Pakaluk is not the disease. He is merely the symptom of a cancerous intolerance that infects Catholic doctrine. Until the Church stops bashing gays, human buboes like himself will keep popping up on the body of Christ, sickening it and driving away those who might bring some spiritual vigor to an ailing religion.






Even the title of the piece written by "Michael Pakaluk" was clearly inflammatory "Children in the 'custody' of same-sex couples", the intent is that those children are prisoners of sexual perverts when combined with the tone of the article.
Obviously the individual has real and extreme personal issues with sexual temptations for those of the same sex and the public accessibility of same sex partners causes him real and enduring sexual tensions.

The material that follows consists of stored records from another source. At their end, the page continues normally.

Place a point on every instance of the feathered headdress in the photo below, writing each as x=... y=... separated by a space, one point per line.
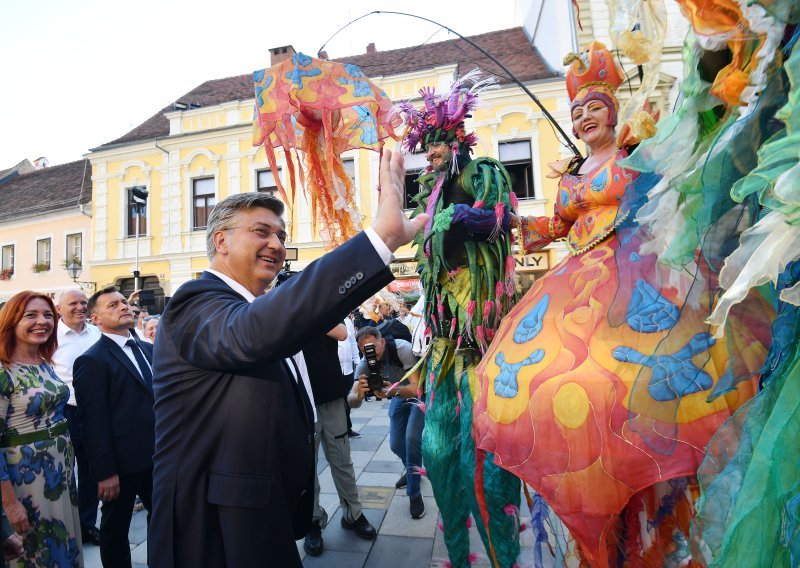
x=442 y=118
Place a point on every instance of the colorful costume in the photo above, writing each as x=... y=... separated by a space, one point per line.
x=465 y=266
x=746 y=152
x=322 y=108
x=604 y=384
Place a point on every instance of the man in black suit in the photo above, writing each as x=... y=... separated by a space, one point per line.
x=113 y=383
x=234 y=462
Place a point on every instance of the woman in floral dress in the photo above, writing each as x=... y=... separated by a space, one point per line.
x=36 y=456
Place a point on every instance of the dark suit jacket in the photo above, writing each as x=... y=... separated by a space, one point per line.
x=115 y=410
x=234 y=463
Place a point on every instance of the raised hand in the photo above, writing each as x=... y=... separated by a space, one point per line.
x=391 y=222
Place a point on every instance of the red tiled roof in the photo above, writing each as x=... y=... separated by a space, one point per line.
x=510 y=46
x=46 y=190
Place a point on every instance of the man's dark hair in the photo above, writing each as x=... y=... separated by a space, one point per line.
x=93 y=298
x=224 y=213
x=368 y=331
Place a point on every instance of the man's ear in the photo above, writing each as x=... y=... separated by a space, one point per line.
x=221 y=242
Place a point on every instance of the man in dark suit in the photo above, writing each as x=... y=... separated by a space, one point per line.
x=113 y=385
x=234 y=462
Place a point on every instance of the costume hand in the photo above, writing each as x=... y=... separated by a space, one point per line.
x=12 y=548
x=390 y=222
x=17 y=516
x=108 y=489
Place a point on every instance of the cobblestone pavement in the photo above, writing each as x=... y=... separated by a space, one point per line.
x=402 y=542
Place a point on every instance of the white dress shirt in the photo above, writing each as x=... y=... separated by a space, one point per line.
x=298 y=357
x=122 y=340
x=71 y=345
x=348 y=349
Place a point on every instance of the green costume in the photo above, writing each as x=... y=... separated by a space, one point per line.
x=466 y=269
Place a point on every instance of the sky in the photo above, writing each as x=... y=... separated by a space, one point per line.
x=79 y=73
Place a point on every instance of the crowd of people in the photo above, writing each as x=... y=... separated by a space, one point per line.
x=79 y=389
x=602 y=389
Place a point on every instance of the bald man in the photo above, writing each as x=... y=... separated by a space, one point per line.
x=75 y=336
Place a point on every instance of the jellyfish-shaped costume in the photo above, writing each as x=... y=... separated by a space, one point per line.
x=321 y=108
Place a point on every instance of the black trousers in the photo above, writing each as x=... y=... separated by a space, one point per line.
x=87 y=487
x=348 y=379
x=116 y=520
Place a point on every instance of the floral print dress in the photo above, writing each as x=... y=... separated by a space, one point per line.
x=32 y=398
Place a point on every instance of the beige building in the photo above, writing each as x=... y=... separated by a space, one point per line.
x=198 y=150
x=45 y=225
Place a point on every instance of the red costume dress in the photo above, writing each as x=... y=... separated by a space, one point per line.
x=604 y=384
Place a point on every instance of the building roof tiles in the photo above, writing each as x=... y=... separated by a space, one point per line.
x=46 y=190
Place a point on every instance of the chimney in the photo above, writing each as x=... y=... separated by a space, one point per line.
x=278 y=54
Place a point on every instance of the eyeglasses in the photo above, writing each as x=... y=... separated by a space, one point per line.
x=262 y=232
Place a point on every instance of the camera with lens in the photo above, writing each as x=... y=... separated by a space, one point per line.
x=284 y=275
x=374 y=368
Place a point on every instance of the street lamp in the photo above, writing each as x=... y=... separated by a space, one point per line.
x=73 y=269
x=138 y=204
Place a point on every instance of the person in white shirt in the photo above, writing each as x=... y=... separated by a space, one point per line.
x=348 y=358
x=75 y=336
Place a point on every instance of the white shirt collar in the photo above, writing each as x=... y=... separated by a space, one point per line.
x=246 y=294
x=120 y=340
x=65 y=329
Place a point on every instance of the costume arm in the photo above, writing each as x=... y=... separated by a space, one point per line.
x=91 y=392
x=538 y=232
x=482 y=223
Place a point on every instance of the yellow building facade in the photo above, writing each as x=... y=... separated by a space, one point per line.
x=45 y=225
x=198 y=150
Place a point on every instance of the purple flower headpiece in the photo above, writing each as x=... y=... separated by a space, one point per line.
x=442 y=118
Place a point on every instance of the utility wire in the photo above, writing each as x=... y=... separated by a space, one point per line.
x=566 y=140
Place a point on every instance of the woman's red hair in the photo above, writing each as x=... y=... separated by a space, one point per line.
x=11 y=315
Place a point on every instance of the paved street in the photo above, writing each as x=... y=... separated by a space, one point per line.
x=402 y=541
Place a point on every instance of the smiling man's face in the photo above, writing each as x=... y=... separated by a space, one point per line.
x=251 y=250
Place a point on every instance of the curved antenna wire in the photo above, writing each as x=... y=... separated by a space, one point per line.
x=567 y=142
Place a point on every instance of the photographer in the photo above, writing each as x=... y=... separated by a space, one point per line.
x=392 y=358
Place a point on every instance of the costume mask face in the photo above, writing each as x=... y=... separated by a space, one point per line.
x=439 y=156
x=592 y=122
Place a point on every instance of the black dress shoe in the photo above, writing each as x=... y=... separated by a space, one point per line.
x=361 y=526
x=417 y=507
x=313 y=542
x=90 y=535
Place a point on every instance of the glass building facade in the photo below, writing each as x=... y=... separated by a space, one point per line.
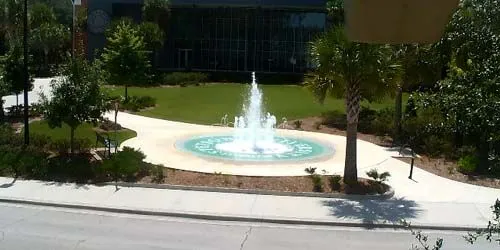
x=240 y=39
x=223 y=35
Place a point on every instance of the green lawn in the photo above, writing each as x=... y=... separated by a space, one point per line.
x=82 y=132
x=207 y=104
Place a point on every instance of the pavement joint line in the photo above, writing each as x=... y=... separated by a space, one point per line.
x=389 y=194
x=228 y=218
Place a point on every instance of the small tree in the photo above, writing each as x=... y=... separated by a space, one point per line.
x=125 y=56
x=124 y=164
x=355 y=71
x=76 y=97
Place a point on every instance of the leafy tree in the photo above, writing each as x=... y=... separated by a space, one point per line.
x=469 y=98
x=153 y=36
x=76 y=97
x=48 y=39
x=355 y=71
x=156 y=11
x=40 y=13
x=420 y=66
x=125 y=57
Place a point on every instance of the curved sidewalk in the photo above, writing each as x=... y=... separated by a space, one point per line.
x=248 y=207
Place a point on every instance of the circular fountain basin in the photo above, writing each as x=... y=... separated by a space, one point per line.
x=282 y=149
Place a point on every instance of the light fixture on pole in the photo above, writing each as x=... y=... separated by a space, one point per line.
x=26 y=74
x=73 y=26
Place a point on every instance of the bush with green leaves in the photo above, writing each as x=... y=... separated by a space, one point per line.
x=468 y=164
x=158 y=173
x=185 y=78
x=335 y=182
x=378 y=177
x=124 y=164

As for the institution, from the research portion of the web site "renew the Christian intellectual tradition and remain faithful to the rich teaching of the Catholic Church". so a closet religious college for a future generation of self loathing closeted sexual perverts, the temptations obviously weigh very, very heavily upon their dark souls. Apparently they are so ashamed of their biases they leave no hint of Catholicism or Christianity on the title page of their web site, tsk, tsk, tsk.

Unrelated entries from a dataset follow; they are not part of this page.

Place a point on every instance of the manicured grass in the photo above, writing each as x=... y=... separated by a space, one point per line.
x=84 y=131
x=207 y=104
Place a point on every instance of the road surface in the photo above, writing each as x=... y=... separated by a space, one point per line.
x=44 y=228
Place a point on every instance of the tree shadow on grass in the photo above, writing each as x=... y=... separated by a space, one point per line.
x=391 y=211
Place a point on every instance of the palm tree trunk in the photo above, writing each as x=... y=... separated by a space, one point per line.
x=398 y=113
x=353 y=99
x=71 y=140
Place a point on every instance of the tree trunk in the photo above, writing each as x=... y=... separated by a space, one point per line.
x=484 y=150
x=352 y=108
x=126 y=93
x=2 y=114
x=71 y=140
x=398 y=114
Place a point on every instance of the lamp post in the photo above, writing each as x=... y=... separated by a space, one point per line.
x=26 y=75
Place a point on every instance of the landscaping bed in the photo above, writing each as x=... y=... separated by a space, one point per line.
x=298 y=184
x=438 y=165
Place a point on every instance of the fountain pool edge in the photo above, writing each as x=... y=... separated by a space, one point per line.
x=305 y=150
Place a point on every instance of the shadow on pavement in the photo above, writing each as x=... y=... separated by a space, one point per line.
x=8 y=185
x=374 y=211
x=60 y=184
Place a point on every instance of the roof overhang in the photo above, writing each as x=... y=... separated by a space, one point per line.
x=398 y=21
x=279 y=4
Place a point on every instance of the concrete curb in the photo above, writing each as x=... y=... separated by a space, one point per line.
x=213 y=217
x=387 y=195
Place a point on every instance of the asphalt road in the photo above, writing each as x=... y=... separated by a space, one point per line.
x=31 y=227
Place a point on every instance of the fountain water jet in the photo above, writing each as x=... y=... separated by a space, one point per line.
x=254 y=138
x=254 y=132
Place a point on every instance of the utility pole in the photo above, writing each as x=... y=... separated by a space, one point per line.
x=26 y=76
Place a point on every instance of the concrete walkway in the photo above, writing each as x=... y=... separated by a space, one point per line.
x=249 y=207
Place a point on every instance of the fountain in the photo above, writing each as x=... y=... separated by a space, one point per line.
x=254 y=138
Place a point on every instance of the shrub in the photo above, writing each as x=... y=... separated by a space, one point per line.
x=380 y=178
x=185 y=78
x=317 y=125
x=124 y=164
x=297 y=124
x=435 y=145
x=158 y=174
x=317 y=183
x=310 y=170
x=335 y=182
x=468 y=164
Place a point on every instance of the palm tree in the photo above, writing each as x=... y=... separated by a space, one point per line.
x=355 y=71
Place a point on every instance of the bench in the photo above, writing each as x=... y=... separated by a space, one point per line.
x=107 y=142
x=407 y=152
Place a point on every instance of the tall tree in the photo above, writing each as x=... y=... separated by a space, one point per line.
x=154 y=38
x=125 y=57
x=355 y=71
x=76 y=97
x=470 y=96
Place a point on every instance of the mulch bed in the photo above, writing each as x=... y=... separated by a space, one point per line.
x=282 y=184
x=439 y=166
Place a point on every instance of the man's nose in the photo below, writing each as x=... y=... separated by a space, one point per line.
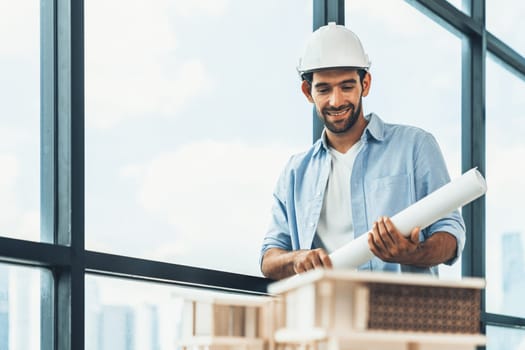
x=336 y=98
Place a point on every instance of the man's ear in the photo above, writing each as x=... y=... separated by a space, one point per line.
x=367 y=82
x=306 y=87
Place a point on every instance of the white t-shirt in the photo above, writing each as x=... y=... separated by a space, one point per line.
x=335 y=227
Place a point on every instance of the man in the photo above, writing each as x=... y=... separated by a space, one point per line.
x=358 y=174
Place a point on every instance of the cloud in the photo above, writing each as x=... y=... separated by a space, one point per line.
x=133 y=69
x=201 y=7
x=395 y=16
x=217 y=196
x=19 y=29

Posted by: Robert | June 12, 2010 at 08:30 PM
Does Pakaluk only have sex when he trying to procreate? And practices abstinence the rest of his life? Once he and his wife have all the chidren theu decided to have he straped on the chastity belt?
That claim of the Catholic church (which it breaks repeatedly itself)that sex is only for procreation is just silly and avoids reality and the complexities (like clerical child rape) that come with reality.

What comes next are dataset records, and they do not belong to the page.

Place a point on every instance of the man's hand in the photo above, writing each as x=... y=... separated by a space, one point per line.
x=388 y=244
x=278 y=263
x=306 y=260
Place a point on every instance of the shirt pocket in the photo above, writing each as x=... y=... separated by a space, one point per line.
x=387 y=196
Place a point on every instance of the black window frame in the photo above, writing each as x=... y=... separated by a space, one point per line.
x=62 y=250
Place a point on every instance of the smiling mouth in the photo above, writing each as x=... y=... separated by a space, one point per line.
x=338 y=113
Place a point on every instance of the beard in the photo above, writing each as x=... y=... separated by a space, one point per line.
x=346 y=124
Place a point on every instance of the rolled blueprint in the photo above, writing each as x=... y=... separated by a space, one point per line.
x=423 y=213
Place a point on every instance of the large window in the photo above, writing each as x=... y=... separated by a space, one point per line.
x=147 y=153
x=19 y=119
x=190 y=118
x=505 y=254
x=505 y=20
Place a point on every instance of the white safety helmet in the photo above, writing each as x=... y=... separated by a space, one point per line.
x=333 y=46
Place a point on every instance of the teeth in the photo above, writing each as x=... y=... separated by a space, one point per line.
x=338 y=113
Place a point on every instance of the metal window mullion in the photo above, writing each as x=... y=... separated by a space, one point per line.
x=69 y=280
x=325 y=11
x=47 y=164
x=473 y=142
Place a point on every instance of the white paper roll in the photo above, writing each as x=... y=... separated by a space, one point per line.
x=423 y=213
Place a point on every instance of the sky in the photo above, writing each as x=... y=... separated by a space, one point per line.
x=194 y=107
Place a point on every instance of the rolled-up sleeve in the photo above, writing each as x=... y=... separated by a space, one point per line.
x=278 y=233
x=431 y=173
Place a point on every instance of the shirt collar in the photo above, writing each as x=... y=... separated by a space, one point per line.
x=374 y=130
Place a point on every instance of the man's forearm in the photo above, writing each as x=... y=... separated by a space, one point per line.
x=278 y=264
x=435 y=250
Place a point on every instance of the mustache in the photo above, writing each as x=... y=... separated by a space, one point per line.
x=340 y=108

Betcha he does it for fun like everybody else.
Posted by: Marnie | June 14, 2010 at 06:05 PM
Your article was ABSOLUTELY wonderful to read. I like your style. It is very refreshing.
Posted by: Richard | June 21, 2010 at 06:45 AM
Great article. I wish I was surprised that Pakaluk is spewing this kind of hateful, ignorant trash but I have first-hand experience with this kind of person unfortunately. Like many of us do, I guess.
Posted by: Isa | July 16, 2010 at 07:11 PM
I find it hilarious that the ignorant usually slander their opponents with the terms that describe themselves most efficiently. The author of this article, along with a few of the commentators, display their own ignorance as they attempt to slander Pakaluk with the word. First and foremost, being Catholic is a choice made by each Catholic. Choosing to be or remain Catholic is a willful decision to place oneself, in matters of faith and morals, COMPLETELY under the authority of 1)their local bishop, 2)their national council of bishops, 3)every law of the Church, and 4)the Roman Catholic Pope. The Church has NEVER changed her dogma and she never will. The Church cannot contradict the Sacred Scripture. The Scriptures and the Church decry homosexual actions as inherently sinful. It's not up for debate. If you can't accept this, don't be Catholic. Simple.